Economics of cybercime favour bad guys and there’s no realistic way to tip the scales.
  • Liam Tung (CSO Online (Australia))
  • — 10 July, 2012 16:01

The DNSChanger malware that could have blacked out the internet for upwards of 300,000 internet users on Monday is a reminder that the economics of cybercrime is on the side of bad guys, according to Mike Tuchen, CEO of Texan security firm Rapid 7.

“With the reported $14M of illicit gains for Rove before the arrest, it’s clear that the balance of high financial incentives and relatively low risk will still tempt plenty of new malware authors to continue to perpetrate more infections of this kind,” wrote Tuchen.

Rove was the target of a collaborative effort between security vendors, researchers, ISPs and law enforcement to take down the Estonian operation responsible for the DNSChanger botnet.

The campaign has been a success, according to many observers, but at what cost?

Trend Micro security researcher Rik Ferguson today pointed out that when it worked with the FBI under Operation GhostClick, the gang behind botnet was thought to have four million PCs under its control.

The DNSChanger Working Group (DCWG), which acknowledged an IP-address based “victim count” of 800,000 at the time of the group’s arrest in November 2011. Other estimates of the botnet’s reach at its height place infections at above two million.

By July 9, the number of ‘affected’ but not necessarily ‘infected’ victims was estimated to have fallen below 300,000, by DCWG’s count.
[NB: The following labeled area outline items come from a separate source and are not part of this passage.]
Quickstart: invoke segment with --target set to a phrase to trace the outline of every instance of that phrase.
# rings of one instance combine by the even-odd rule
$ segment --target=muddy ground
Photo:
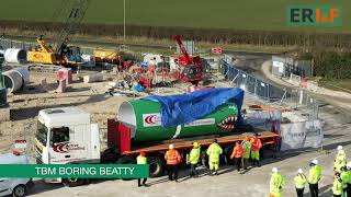
[[[126,100],[134,97],[111,96],[105,94],[106,84],[104,82],[82,83],[75,76],[73,83],[68,85],[66,93],[44,92],[39,81],[46,78],[49,89],[57,86],[55,74],[33,73],[32,83],[18,94],[9,96],[11,106],[11,121],[0,123],[0,152],[9,152],[13,149],[14,139],[26,139],[29,141],[27,153],[33,153],[32,141],[36,128],[36,116],[39,109],[58,106],[79,106],[91,113],[92,121],[98,123],[101,128],[101,140],[105,140],[106,120],[115,118],[118,105]],[[216,86],[228,86],[228,83],[218,82]],[[160,89],[160,93],[183,93],[184,84],[177,84],[173,89]],[[245,105],[261,103],[259,100],[247,95]],[[347,153],[350,154],[351,125],[344,112],[338,107],[325,104],[320,107],[319,118],[325,124],[325,141],[322,150],[304,150],[282,153],[280,158],[267,158],[259,169],[249,169],[247,172],[238,173],[233,166],[222,166],[220,175],[211,177],[206,175],[206,170],[201,170],[201,177],[188,178],[188,172],[181,172],[181,183],[167,182],[166,177],[149,178],[150,187],[137,188],[135,181],[93,181],[92,184],[76,188],[63,187],[60,184],[46,184],[41,179],[35,179],[35,186],[30,192],[33,196],[246,196],[258,197],[269,195],[269,178],[273,166],[280,169],[286,177],[284,196],[295,196],[293,176],[298,167],[305,172],[308,170],[308,162],[318,159],[324,167],[324,177],[320,182],[321,196],[330,196],[332,184],[332,162],[335,149],[338,144],[343,144]],[[308,189],[305,190],[308,193]]]

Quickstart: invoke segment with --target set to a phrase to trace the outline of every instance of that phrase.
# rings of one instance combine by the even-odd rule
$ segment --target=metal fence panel
[[[235,66],[220,60],[219,71],[234,85],[244,89],[271,105],[284,105],[292,108],[307,109],[309,119],[318,118],[318,101],[307,91],[301,89],[280,88],[262,79],[258,79]]]

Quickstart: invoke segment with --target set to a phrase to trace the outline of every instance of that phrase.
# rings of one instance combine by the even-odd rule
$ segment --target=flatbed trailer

The reduction from millions to hundreds of thousands was a success, according to Tuchen, but it also shows that under current legal, technological and economic conditions, the odds are impossibly stacked against the “good guys”.

“It’s sobering to think of the growing gap between these occasional law enforcement successes and the enormous number of malware strains launched every week,” Tuchen wrote, pointing out Symantec’s count of 403 million new pieces of malware in 2011.
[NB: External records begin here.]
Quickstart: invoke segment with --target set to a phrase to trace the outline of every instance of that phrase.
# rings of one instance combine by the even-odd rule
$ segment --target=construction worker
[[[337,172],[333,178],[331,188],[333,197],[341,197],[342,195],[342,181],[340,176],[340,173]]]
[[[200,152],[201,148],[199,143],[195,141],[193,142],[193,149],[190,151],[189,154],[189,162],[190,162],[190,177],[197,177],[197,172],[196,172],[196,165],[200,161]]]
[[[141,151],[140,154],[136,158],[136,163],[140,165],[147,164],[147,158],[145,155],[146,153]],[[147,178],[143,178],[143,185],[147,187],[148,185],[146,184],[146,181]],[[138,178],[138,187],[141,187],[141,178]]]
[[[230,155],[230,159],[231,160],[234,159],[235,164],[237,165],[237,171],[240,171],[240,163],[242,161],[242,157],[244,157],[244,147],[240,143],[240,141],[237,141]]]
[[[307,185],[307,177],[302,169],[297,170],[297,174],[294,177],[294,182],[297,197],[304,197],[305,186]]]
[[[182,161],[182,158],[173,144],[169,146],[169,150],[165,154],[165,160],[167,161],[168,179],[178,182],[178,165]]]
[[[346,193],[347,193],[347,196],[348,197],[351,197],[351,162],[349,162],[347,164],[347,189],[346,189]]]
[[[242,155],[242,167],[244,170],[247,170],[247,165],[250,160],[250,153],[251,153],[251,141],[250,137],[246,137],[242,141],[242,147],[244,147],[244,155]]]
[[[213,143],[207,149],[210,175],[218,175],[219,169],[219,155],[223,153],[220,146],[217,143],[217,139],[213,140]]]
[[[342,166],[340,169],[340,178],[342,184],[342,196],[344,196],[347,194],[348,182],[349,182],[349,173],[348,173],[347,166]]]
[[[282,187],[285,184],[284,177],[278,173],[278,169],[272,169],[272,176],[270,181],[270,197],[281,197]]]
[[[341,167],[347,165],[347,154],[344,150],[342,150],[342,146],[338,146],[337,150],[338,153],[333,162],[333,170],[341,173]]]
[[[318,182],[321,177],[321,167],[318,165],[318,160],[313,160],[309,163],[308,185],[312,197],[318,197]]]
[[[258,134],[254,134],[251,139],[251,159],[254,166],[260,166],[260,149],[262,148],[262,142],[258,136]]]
He reasonably speculates the cost to the FBI alone to take down the botnet was an “order of magnitude” more than it was for Rove to create it in the first place.

Three things that could prevent criminals launching these operations would be to:

  • dramatically increase the cost of creating and spreading successful malware;
  • dramatically reduce the cost of shutting down these networks;
  • or dramatically reduce the potential rewards of a successful attack.
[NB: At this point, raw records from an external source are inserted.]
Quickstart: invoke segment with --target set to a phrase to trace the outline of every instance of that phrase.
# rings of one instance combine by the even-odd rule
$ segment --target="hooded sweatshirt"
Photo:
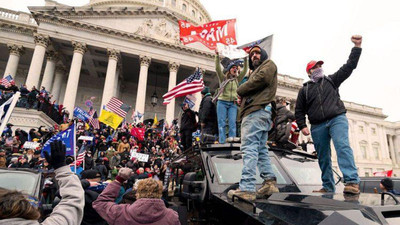
[[[238,87],[238,83],[241,82],[244,75],[246,75],[248,65],[249,65],[248,61],[245,60],[244,67],[240,72],[240,74],[237,76],[236,80],[232,80],[228,84],[226,84],[224,91],[220,96],[218,96],[218,100],[223,100],[228,102],[233,102],[237,100],[236,90]],[[222,82],[224,82],[224,80],[229,79],[228,78],[229,71],[226,74],[224,74],[221,70],[221,63],[218,55],[215,57],[215,71],[217,72],[220,85],[222,84]]]
[[[93,208],[110,225],[180,225],[178,213],[161,199],[141,198],[133,204],[116,204],[121,184],[112,182],[93,202]]]
[[[253,72],[248,80],[237,89],[237,94],[242,97],[239,121],[250,113],[263,109],[275,100],[278,87],[278,69],[272,60],[268,60],[267,52],[262,48],[260,49],[261,64],[255,68],[251,58],[249,58],[249,66]]]

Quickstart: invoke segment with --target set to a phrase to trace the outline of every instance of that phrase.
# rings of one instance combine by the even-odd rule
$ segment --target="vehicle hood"
[[[385,198],[386,205],[394,205],[394,201]],[[360,206],[381,206],[381,195],[361,193],[359,195],[343,193],[326,194],[300,194],[300,193],[279,193],[272,195],[268,201],[284,201],[293,204],[309,204],[318,207],[339,207],[339,208],[359,208]]]

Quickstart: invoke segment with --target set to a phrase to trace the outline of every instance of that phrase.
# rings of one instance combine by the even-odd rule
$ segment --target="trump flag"
[[[63,142],[65,145],[66,155],[74,155],[75,124],[72,124],[68,129],[54,135],[43,145],[42,158],[44,158],[44,152],[48,152],[49,155],[51,155],[50,144],[56,140],[61,140]]]
[[[180,39],[184,45],[201,42],[207,48],[214,50],[217,43],[237,45],[236,19],[219,20],[195,26],[186,20],[179,20]]]

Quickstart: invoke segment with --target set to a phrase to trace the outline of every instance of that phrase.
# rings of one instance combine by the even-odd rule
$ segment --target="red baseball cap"
[[[308,73],[308,71],[310,71],[312,68],[314,68],[314,66],[316,65],[322,65],[324,64],[324,61],[315,61],[315,60],[311,60],[308,64],[307,64],[307,68],[306,71]]]

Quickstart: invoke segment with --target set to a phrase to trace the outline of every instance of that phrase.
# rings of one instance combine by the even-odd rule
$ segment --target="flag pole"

While the potential rewards of a successful attack can’t be controlled, reducing the cost of shutting down these networks and increasing the cost of creating successful malware might be, if society invested in it.

Cambridge University security researcher Ross Anderson and co-researchers interrogating the economics of cybercrime recommended spending more on law enforcement and less on “anticipatory” security software.

“The way forward is to see computer misuse as crime, which almost all of it is. Get the police to take down the big criminal botnets and crack down on the big scams,” Anderson explained.

An obvious obstacle to this is surmounting cross-jurisdictional limitations in enforcement, but the DNSChanger arrests and takedown show that victory may not be best measured by reductions in the number of infections, but the fact international cooperation was achieved in the first place.